Do zbrodni doszło w nocy z 29 na 30 grudnia 2019 r. w jednej z miejscowości na Dolnym Śląsku. Podczas libacji alkoholowej kobieta zaatakowała nożem konkubenta matki, który miał okradać swoją partnerkę i niszczyć jej mieszkanie. Zadała mu co najmniej pięć uderzeń w różne części ciała. Jak ustalili śledczy, ostatni cios wymierzony w gardło padł po tym, gdy jej mąż chciał wezwać do pokrzywdzonego pogotowie. Ranny mężczyzna wykrwawił się i zmarł.
Wyrok 15 lat więzienia
Sąd Okręgowy w Świdnicy skazał kobietę za zabójstwo na 25 lat pozbawienia wolności. Jednak w kwietniu 2022 r. Sąd Apelacyjny we Wrocławiu obniżył karę do 15 lat więzienia. Jako okoliczności łagodzące sąd uwzględnił niekaralność kobiety, jej pozytywną opinię z miejsca zamieszkania oraz "deficyty" opisane w opiniach psychologicznych i psychiatrycznych.
Z opinii tych wynikało m.in., że u oskarżonej stwierdzono zaburzony proces radzenia sobie z trudnymi sytuacjami z uwagi na brak prawidłowych wzorców. Sąd II instancji powołał się także na wcześniejszą ocenę sądu okręgowego, zgodnie z którą kobieta działała z zamiarem bezpośrednim, który powstał nagle i trwał tylko przez chwilę w końcowym etapie przestępczego zachowania.
Z wyrokiem tym nie zgodził się prokurator generalny i skierował w tej sprawie kasację do Sądu Najwyższego, w której wniósł o uchylenie orzeczenia i ponowne rozpoznanie sprawy.

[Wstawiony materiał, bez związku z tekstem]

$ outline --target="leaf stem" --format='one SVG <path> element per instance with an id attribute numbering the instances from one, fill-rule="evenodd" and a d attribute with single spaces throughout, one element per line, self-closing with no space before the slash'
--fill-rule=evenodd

Ziobro chce surowszej kary
W kasacji tej Ziobro zarzucił, że Sąd Apelacyjny we Wrocławiu bezzasadnie przypisał Sądowi Okręgowemu w Świdnicy ocenę, zgodnie z którą oskarżona dokonała zbrodni z zamiarem nagłym, co miałoby być okolicznością łagodzącą. Według prokuratury, ocena taka wcale nie została wyrażona przez sąd okręgowy. "Prokurator Generalny podkreślił, że w żadnym miejscu uzasadnienia wyroku sądu okręgowego nie pada stwierdzenie, że oskarżona działała z zamiarem nagłym, a stwierdzenia takiego nie zawiera również sentencja wyroku. Wręcz przeciwnie, z wyroku sądu okręgowego wyłania się obraz działania oskarżonej jako konsekwentnego i zdeterminowanego" - wskazuje prokuratura.
Zdaniem prokuratora generalnego, przyjęty przez Sąd Apelacyjny we Wrocławiu pogląd, że cechy osobowości oskarżonej powinny skutkować jej łagodniejszym potraktowaniem, nie znajduje oparcia w jednolitym stanowisku doktryny i judykatury.
"Zgodnie z orzecznictwem SN psychopatyczne cechy osobowości sprawcy nie mają znaczenia dla stopnia winy, jeśli sprawca popełniając przestępstwo zachował poczytalność – a z taką sytuacją mamy do czynienia w niniejszej sprawie. Odwrotnie, niż to przedstawił sąd apelacyjny, skłonność danej osoby do zachowań impulsywnych, w tym przypadku skutkujących popełnieniem najcięższej zbrodni, a więc zachowań o wysokim stopniu zagrożenia społecznego, stanowić może przesłankę do orzekania kar restrykcyjnie realizujących cele zapobiegawcze" - zaznaczono w kasacji.
Prokuratura krytycznie odniosła się też do opinii środowiskowej o oskarżonej. Jak wskazano w kasacji, wywiad środowiskowy przeprowadzony był przez kuratora w miejscu, w którym kobieta mieszkała dopiero 1,5 miesiąca. Według śledczych, sąd nie dysponował również żadnymi miarodajnymi informacjami z miejsca pracy oskarżonej.